Rachel Lederman, a civil rights attorney with Partnership Civil Justice Fund, said she's been speaking with dozens of families of the youth and some of the young adults who were arrested that night.
"I'm horrified and appalled that SFPD saw fit to conduct this type of sweep, mass arrest in which children, as well as some adults, were simply blocked in, had no opportunity to leave. Many never heard an order from police or were trying to comply when they were corralled, kettled into a block and then held for hours," Lederman said.
Lederman had previously told KTVU she is considering filing a lawsuit against those who were detained. At the rally she reiterated she is discussing civil litigation with the families of those arrested, calling their arrests "unlawful."
She noted that no definitive statement on this case has been issued by either District Attorney Brooke Jenkins, nor juvenile probation that these cases are being dropped. "The families are being told all different things about that," Lederman said. She added that some of the youth, who have never been in trouble with the law before, but who were arrested, have serious charges hanging over their heads.
"Those of us with legal background know that it's extremely unlikely that these cases are going to be charged," said Lederman.
During the Commission meeting, one of several youths spoke out during public comment. "I don't understand why they, the police treated us the way they did, said Max Reyes of San Bruno.
"We were not allowed to call our parents if our phone was dead," said another youth who was detained.
Chief Scott acknowledged during processing of those arrested and detained that there were delays, including in making contact with parents. "We own that too," he said.
A "Hill-bomb mom," only identified as Lisa, was introduced at the rally. She said on the evening of Saturday, July 8, she and some of her 15-year-old son's friends were having dinner at 8 p.m. The family lives near Dolores Park, but she did not know about the unsanctioned event. She said her son asked permission to see some other friends. Whey she gave him the OK, they got on their scooters and headed out.
"They got to the crowd and at that point there was a row of police men. They asked the police men, ‘Where should we go?’" said Lisa. She said the police told them to go "that way," which was in the direction of police in riot gear. At around 8:45 p.m.
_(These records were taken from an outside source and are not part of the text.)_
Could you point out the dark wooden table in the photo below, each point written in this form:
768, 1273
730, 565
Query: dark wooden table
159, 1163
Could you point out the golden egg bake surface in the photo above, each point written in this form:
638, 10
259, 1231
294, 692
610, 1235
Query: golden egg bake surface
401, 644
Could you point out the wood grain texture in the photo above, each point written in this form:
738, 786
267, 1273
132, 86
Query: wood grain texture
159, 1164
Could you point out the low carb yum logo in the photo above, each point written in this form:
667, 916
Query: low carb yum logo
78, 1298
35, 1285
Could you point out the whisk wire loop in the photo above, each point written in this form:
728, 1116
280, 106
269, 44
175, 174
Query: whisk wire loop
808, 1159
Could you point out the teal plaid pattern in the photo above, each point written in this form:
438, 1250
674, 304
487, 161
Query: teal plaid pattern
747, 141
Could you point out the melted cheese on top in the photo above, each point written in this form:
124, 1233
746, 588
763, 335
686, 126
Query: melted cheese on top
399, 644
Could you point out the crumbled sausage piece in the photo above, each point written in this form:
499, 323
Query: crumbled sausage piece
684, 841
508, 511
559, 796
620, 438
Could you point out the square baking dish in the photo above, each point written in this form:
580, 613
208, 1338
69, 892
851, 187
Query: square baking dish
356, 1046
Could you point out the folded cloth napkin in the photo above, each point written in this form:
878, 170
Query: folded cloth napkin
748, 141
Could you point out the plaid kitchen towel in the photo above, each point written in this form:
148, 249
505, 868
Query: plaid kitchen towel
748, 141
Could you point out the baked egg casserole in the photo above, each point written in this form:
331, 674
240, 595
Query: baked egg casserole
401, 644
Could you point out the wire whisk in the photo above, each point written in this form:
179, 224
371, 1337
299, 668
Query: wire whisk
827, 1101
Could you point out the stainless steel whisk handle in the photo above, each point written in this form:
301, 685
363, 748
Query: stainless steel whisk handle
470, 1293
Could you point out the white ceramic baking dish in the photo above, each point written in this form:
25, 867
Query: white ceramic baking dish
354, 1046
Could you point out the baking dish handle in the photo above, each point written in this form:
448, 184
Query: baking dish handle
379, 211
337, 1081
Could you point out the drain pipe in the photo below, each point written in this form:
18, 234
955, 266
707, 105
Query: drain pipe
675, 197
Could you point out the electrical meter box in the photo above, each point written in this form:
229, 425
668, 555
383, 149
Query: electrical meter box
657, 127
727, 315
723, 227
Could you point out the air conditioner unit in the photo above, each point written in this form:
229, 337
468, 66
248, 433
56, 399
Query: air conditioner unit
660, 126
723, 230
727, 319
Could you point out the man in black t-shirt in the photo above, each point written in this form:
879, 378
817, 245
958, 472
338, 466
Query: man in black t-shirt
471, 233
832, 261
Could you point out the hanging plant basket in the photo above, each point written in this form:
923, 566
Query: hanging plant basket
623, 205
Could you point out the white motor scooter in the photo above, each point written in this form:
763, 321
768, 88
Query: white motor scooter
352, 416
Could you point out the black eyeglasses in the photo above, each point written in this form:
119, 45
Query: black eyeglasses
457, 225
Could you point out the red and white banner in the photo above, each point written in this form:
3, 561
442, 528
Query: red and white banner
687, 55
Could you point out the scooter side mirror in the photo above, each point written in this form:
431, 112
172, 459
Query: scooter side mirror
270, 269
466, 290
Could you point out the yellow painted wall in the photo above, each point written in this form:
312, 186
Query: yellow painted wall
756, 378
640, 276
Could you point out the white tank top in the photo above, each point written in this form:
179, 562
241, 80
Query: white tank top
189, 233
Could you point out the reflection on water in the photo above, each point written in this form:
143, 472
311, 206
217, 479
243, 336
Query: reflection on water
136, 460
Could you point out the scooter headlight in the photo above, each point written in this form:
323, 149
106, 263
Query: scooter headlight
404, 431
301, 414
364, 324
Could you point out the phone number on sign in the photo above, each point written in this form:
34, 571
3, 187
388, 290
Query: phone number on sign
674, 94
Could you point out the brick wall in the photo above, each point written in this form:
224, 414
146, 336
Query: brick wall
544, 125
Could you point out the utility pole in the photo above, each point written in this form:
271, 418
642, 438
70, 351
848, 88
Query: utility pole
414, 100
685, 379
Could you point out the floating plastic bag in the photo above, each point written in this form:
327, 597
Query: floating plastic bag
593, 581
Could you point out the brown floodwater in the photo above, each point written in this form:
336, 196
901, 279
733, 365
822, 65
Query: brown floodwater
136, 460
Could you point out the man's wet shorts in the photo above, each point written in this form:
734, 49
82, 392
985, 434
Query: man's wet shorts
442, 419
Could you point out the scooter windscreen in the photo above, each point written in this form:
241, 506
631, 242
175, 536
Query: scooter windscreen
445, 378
She said all three were detained. "They were told to stay. They were not allowed to call us. They were zip tied and he was forced to stay with a group of kids…until one o'clock in the morning."
She described the conditions including the fact that there were no bathrooms available. "Kids peed in buckets. Girls peed their pants. No water. No food. At some point they were forced to stand up and at one o'clock in the morning a Muni bus came and took them to be booked."
Lisa said she still had received no call from her teenaged son and had no idea where he was. "He was supposed to be home between 11:30 and 12," she said. Lisa said she became frantic and thought her son's phone was stolen at 17th Street, which was along the route her son took to the park. "Then I saw his phone had been moved to the San Francisco Police Department and that's when I became even more scared."
Lisa said a call from SFPD came at 3:15 a.m. that she could pick up her son. "No kid should be treated like an animal, no matter how you feel about what happened," she said. "San Francisco Police Department has policies to treat juveniles a certain way and they did not follow those policies." She is calling for an investigation into why SFPD did not follow protocol and why they were not better prepared with de-escalation tactics with this regularly occurring unofficial event.